By Henry Srebrnik, [Charlottetown, PEI] Guardian
This March 18, Vladimir Putin will again be
crowned “tsar” of Russia at its next presidential election.
Others
who have announced their candidacies include the far-right
politician Vladimir Zhirinovsky, Yabloko party leader
Grigory Yavlinsky, Gennady Zyuganov of the Communist
Party of the Russian Federation, and television host
Ksenia Sobchak.
With Putin’s approval rating topping 80 per
cent, none have a
chance.
Domestically, despite western sanctions and
the dip in the world price of oil, Putin has kept his country
economically stable.
In relations with former Soviet states in
the “near abroad,” he has annexed the Crimea, with its ethnic
Russian majority, and has provided aid to pro-Moscow rebels in
eastern Ukraine.
In foreign policy, he can point to Moscow’s
successful intervention in the Syrian civil war as evidence
that Russia is once again a major player internationally.

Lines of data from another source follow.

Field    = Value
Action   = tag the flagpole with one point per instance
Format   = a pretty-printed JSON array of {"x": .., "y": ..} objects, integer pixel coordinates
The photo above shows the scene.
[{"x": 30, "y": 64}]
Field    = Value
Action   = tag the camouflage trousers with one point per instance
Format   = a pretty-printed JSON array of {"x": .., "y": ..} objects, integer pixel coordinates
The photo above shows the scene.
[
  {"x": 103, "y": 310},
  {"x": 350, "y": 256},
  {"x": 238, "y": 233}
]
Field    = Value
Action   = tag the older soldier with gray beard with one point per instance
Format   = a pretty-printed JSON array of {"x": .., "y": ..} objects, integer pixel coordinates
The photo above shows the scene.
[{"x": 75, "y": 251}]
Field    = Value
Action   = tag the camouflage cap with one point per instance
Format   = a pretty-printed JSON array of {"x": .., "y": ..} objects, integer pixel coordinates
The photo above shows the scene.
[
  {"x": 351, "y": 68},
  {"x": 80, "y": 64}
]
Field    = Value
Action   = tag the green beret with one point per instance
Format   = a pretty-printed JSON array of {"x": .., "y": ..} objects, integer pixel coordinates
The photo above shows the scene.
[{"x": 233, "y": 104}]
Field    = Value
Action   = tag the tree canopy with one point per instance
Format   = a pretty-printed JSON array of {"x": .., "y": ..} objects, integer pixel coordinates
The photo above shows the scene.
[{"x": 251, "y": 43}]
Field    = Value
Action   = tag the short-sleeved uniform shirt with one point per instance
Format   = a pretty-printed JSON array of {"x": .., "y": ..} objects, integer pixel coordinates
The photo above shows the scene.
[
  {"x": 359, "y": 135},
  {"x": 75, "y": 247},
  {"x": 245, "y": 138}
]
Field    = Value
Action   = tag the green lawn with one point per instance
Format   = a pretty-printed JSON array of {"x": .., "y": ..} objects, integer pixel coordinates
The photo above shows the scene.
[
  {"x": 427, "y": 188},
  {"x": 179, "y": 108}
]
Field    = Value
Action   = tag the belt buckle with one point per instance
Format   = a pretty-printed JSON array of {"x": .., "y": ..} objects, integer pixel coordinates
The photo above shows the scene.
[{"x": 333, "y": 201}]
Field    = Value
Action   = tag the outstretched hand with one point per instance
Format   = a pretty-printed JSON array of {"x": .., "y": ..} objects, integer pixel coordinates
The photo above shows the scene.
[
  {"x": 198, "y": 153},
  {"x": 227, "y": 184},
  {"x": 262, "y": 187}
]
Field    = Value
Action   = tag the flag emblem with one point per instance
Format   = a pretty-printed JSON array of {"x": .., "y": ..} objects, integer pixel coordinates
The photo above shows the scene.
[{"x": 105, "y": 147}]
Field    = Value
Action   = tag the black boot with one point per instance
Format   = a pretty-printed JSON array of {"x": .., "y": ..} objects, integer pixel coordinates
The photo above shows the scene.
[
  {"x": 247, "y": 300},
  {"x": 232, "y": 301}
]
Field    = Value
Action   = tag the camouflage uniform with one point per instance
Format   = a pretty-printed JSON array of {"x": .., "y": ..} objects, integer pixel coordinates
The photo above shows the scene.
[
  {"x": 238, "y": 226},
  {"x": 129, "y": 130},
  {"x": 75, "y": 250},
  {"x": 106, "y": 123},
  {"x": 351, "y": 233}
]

Russia has conducted joint military
exercises with Egypt and signed a preliminary agreement for
its air force to use Egyptian bases.
In December, Putin visited the Middle East
and met with presidents Bashar al-Assad in Syria and Abdel
Fattah el-Sisi in Egypt to discuss the future of the region.
All this has endeared Putin to most
Russians, who believe in the importance of maintaining a
strong state domestically and the need to project the status
of a great power internationally.
There is probably no outright
ballot-stuffing in Russian elections, but they’re not exactly
free and fair.
The regime controls the largest television
stations, which remain the main source of information for the
majority of the population. And, given the close connection
between business and the state, Putin has the ability to
dissuade businesses from funding opponents of the regime.
Not everyone is allowed to participate in
the elections; the Justice Ministry decides.
One of Putin’s main critics, the liberal
Boris Nemtsov, was murdered in Moscow in 2015; many suspect
the Kremlin of being behind the assassination.
The dissident Alexey Navalny wants run, but
officials say he will be barred from running for public office
due to a conviction for embezzlement earlier this year, which
he claimed was politically motivated.
Though far weaker than it was earlier in
Putin’s presidency, the economy is predicted to grow by 1.7
per cent in 2017 after contracting by 3.1 per cent in
2015-2016.
But the decision to improve Russia’s armed
forces, the result of the 2008 war with Georgia and the more
recent interventions in Ukraine and Syria, has led to
increased military spending.
Under Putin the country began to push back
against Western hegemony. Some of this is due to American
failure to treat Russia as an equal during the turbulent Boris
Yeltsin years in the 1990s.
For Russians, this was a time of crony
capitalism, political embarrassment, and international
humiliation, and it enabled NATO to expand eastwards to the
very borders of Russia.
The 2014 Ukrainian uprising that removed a
pro-Moscow president and led to Russia’s incursion was the
fault of the West, according to Stephen F. Cohen, professor emeritus of Russian Studies at both
Princeton and New York Universities.
“If you’re sitting
in the Kremlin, and you see this as surreptitious NATO
expansion,” right in neighbouring Ukraine, “do you do
nothing?”
Putin thinks that the pro-democracy
protests in Moscow in 2012 and in 2017 were propelled by
Western efforts to undermine the regime and ultimately bring
about regime change.
Moscow also considers the recent Western
attacks on Russia for allegedly meddling in elections in the
United States and Europe as politically motivated.
Putin has turned a resurgent Russia into a
personalistic dictatorship and the election will be little
more than a referendum on his popularity.